The NY Times is especially adept at taking precisely 3 people who are inspired by the same idea and crafting a compelling agenda about how everyone is doing that or at least should be doing that. Lately, they have really been going at consumption. I’m not complaining – they usually get me and I feel like the last person in the know. By now anyone who knows someone who knows someone else who reads their RSS feeds from NYtimes.com has read this article – Tammy Stroble and her husband now live in a 400 sq ft apartment. They own 100 things total. TOTAL. Yes, counting their tooth-brush and dog leash. (do they count the dog?)
Couple that with the others articles and people/ blogs I follow like No Impact Man, Michael Pollen, Wasted Food (love this blog), our government and my own father-in-law who is a horticulturist and knowledgeable about all things composting (worms!), it’s hard not to feel like I am doing nothing. Going green is too ubiquitous and turning off lights and cranking down your tap doesn’t scale. It feels good but it doesn’t scale. Few things do. So in terms of scale in my own life, I did take one thing away. Make less trash.
And you know what, that is SO hard. SO SO hard. Even those of us that are passionate about REcycling and REusing don’t do one thing very well – REducing.

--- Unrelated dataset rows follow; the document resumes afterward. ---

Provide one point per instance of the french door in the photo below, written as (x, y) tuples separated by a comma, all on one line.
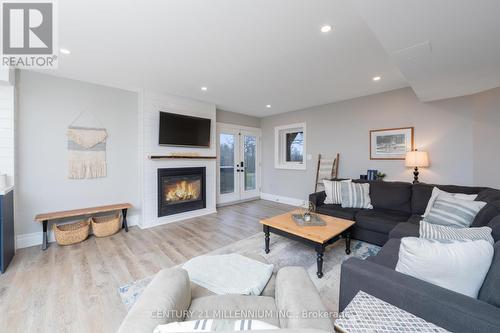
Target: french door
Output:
[(238, 163)]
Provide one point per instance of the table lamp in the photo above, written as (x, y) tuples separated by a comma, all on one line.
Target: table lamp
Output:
[(417, 159)]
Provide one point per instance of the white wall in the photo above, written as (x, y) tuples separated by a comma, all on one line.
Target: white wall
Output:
[(460, 134), (47, 106), (151, 103)]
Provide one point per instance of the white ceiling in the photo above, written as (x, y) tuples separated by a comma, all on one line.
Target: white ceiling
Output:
[(250, 53), (444, 48)]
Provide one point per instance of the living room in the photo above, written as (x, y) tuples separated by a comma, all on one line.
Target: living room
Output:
[(299, 166)]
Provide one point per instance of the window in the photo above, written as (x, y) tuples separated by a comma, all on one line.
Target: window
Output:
[(290, 146)]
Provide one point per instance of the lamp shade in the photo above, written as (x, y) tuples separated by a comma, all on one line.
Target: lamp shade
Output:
[(417, 159)]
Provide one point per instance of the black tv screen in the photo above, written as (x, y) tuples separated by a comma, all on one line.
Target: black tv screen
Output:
[(179, 130)]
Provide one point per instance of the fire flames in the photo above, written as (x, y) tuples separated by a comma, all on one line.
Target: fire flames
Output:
[(182, 190)]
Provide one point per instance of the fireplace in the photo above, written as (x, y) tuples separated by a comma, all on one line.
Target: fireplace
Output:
[(180, 190)]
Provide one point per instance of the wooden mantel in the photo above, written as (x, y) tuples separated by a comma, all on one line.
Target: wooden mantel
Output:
[(159, 157)]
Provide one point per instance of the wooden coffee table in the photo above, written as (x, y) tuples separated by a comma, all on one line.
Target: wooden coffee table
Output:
[(319, 237)]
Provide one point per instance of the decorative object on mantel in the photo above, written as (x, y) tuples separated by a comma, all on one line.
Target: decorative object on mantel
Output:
[(391, 144), (87, 150), (306, 216), (417, 159)]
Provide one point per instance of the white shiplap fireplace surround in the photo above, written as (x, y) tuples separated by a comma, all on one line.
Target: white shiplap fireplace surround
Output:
[(150, 104)]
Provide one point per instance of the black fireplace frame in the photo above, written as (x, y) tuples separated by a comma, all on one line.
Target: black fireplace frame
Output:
[(180, 207)]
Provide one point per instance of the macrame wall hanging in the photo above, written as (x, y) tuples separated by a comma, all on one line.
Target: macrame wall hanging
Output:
[(86, 147)]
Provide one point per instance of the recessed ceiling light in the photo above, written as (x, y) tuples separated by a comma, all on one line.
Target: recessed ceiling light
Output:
[(326, 28)]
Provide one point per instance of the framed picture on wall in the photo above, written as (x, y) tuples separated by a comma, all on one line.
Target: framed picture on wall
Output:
[(391, 143)]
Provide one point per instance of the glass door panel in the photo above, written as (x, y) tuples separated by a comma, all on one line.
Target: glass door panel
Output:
[(249, 155), (227, 165)]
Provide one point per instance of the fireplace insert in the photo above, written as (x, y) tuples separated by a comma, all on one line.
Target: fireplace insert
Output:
[(181, 190)]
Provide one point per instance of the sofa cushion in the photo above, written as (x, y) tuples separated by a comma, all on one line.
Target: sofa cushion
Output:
[(455, 265), (454, 212), (380, 220), (485, 215), (338, 211), (421, 193), (388, 254), (415, 219), (234, 307), (495, 227), (490, 291), (406, 229), (488, 195), (391, 195)]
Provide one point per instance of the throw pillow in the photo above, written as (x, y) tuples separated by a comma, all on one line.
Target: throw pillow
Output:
[(355, 195), (460, 266), (433, 231), (454, 212), (215, 325), (332, 190), (437, 192)]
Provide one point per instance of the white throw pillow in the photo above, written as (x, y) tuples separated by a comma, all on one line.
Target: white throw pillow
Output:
[(433, 231), (332, 190), (451, 211), (356, 195), (460, 266), (215, 325), (437, 192)]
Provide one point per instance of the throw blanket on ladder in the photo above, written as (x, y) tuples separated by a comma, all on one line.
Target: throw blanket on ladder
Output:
[(87, 152)]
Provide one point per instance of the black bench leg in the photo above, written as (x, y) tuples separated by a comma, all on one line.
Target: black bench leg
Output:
[(44, 239), (124, 222), (266, 238), (319, 260)]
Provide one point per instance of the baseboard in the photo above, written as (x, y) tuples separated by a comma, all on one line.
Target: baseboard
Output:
[(282, 199), (35, 238), (178, 217)]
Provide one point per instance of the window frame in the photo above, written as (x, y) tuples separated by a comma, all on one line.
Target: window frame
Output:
[(280, 147)]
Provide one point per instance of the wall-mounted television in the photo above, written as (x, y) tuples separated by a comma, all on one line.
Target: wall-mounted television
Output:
[(180, 130)]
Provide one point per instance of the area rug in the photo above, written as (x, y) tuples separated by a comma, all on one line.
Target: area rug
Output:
[(284, 252)]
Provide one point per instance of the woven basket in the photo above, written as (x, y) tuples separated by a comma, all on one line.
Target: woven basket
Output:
[(72, 233), (106, 225)]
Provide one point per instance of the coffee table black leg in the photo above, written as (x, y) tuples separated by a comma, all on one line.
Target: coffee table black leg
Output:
[(320, 250), (347, 236), (266, 237)]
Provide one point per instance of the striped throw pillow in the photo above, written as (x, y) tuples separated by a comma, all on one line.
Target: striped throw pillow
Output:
[(215, 325), (454, 212), (433, 231), (332, 190), (355, 195)]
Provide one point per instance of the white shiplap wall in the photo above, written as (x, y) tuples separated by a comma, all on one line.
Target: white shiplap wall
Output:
[(150, 104)]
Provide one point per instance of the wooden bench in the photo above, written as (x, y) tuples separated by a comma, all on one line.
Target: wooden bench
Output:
[(45, 218)]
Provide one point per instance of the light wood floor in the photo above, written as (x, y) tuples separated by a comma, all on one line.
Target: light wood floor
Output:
[(74, 288)]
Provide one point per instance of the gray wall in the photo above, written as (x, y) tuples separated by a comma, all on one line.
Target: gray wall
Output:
[(460, 134), (237, 119), (47, 106)]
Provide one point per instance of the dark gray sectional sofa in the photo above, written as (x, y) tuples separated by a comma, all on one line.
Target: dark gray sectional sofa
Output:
[(398, 206), (397, 212)]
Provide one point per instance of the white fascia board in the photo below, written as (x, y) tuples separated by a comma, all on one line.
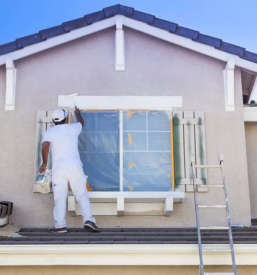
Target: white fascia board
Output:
[(125, 254), (250, 114), (188, 43), (121, 102), (58, 40), (139, 26), (119, 45)]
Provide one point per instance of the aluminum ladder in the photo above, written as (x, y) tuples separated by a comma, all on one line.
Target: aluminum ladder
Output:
[(197, 207)]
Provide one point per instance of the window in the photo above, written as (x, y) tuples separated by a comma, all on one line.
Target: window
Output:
[(126, 150)]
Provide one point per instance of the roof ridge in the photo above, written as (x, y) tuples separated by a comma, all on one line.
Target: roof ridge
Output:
[(130, 12)]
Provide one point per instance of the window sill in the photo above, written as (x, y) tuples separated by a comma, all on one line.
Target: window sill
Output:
[(129, 203)]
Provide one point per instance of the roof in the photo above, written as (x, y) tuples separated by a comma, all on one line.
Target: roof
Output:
[(133, 14), (39, 236)]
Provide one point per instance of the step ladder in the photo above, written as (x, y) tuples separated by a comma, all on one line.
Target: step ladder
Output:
[(197, 207)]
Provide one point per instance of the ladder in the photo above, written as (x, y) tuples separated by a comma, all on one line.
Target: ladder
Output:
[(197, 207)]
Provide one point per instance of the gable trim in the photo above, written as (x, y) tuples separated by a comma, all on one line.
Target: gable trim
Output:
[(136, 25), (58, 40)]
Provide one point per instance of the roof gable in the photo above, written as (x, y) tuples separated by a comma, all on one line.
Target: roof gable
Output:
[(133, 14)]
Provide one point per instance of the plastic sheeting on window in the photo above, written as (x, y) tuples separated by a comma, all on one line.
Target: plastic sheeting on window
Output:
[(146, 150)]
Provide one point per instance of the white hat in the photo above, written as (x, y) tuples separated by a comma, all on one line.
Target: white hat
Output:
[(59, 115)]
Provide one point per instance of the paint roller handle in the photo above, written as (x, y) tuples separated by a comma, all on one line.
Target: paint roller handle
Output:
[(78, 116), (77, 111), (42, 168)]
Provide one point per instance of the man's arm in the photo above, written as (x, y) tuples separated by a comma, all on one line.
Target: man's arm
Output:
[(45, 152), (78, 116)]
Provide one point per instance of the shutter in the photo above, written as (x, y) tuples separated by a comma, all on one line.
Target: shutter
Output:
[(188, 138), (44, 122)]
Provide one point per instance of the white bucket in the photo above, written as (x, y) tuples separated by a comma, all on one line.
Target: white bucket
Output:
[(43, 183)]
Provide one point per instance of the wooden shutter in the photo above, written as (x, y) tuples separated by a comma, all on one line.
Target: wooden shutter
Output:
[(43, 122), (188, 138)]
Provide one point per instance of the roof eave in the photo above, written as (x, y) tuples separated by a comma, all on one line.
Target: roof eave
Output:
[(139, 26)]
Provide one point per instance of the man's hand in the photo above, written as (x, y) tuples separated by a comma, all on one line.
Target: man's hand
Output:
[(78, 116), (42, 168), (77, 111)]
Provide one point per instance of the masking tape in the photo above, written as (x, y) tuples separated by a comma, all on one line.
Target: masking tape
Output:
[(130, 139)]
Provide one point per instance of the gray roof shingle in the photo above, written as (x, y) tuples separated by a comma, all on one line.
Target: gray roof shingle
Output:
[(131, 236), (136, 15)]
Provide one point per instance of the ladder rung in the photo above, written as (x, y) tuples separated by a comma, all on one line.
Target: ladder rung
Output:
[(214, 227), (207, 166), (215, 273), (210, 186), (211, 206)]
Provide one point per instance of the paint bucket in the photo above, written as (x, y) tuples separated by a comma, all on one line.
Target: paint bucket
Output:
[(43, 183)]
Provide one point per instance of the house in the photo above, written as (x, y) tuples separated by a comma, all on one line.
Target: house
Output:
[(153, 93)]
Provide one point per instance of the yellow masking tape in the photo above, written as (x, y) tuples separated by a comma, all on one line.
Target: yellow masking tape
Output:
[(172, 154), (130, 113), (130, 139)]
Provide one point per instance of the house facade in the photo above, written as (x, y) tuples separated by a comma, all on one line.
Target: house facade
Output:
[(114, 59)]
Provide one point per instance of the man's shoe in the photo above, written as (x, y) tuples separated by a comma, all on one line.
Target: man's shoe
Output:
[(58, 230), (91, 226)]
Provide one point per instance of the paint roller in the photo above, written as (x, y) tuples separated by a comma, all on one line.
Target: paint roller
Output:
[(72, 98)]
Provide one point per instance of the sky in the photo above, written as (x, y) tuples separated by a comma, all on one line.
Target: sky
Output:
[(234, 21)]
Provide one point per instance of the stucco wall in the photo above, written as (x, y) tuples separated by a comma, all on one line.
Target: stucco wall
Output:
[(251, 141), (153, 67), (124, 270)]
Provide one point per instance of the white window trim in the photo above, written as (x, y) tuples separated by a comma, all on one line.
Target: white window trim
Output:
[(125, 254), (120, 198), (121, 102), (250, 114)]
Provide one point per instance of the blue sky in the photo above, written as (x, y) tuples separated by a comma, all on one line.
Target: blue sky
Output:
[(234, 21)]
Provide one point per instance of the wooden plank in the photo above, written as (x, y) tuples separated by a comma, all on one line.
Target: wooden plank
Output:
[(178, 141), (200, 150), (189, 137), (49, 166), (172, 156)]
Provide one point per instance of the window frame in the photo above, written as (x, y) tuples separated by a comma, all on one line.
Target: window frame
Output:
[(121, 147)]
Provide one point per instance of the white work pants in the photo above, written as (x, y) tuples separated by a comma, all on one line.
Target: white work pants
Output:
[(73, 174)]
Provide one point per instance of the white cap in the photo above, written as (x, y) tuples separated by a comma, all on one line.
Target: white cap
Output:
[(59, 115)]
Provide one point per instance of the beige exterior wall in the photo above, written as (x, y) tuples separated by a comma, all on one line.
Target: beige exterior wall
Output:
[(124, 270), (153, 67), (251, 141)]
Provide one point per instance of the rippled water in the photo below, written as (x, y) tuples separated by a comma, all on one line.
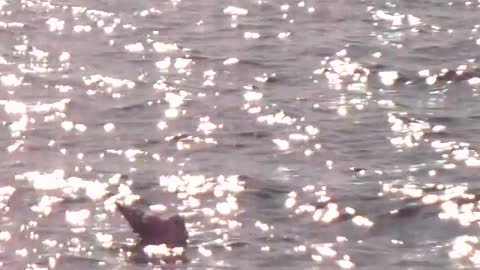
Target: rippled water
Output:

I often hear the same people who recycle talk about being shopaholics. I’m not being judgy-wudgy. I get it – It’s because these dots don’t connect easily. We don’t connect consumption to going green. We just go buy more eco-friendly bags. We just conscientiously throw our print-outs in the recycle bin. Clearly it starts with buying, accumulating and then burdening the environment with the waste. It still takes energy to recycle, much more than it does to consume. I mean all consumption – food, energy, water, plastic, clothes. There are nuances of course: veggies versus meat, cotton versus nylon but consumption is a leveler. Consumption translates to impact on the environment; there’s no getting away from it.
So for my part I have some very non HD photos of my trash. The picturesque plastic bag holds my food scraps from cooking or leftovers. The 2 Whole Foods paper bags hold all that’s recyclable in my building – plastic, metal, glass and paper. The large trash can is well – empty.
Here’s my goal: Keep the large trash can empty. What goes in there is assumed to be the most impactful – there are a few culprits that are hard to recycle or get rid of (I’m looking at you STYROFOAM). Keep the trash to a minimum. Start composting with the biodegradable stuff (worms! a one year old!). And do a little empirical experiment of my own to see the patterns in my trash which of course will reveal my patterns of consumption. Then it comes to whether I will reveal that to you, or anyone. In some ways, isn’t our trash the most personal of all things? An eye into our life, our habits. You can look into my trash and see how much I cook, how much I order in. My bills and receipts. My birth control or lack thereof. How much I waste, how unsentimental I am and about what. Love letters and shredded pay checks.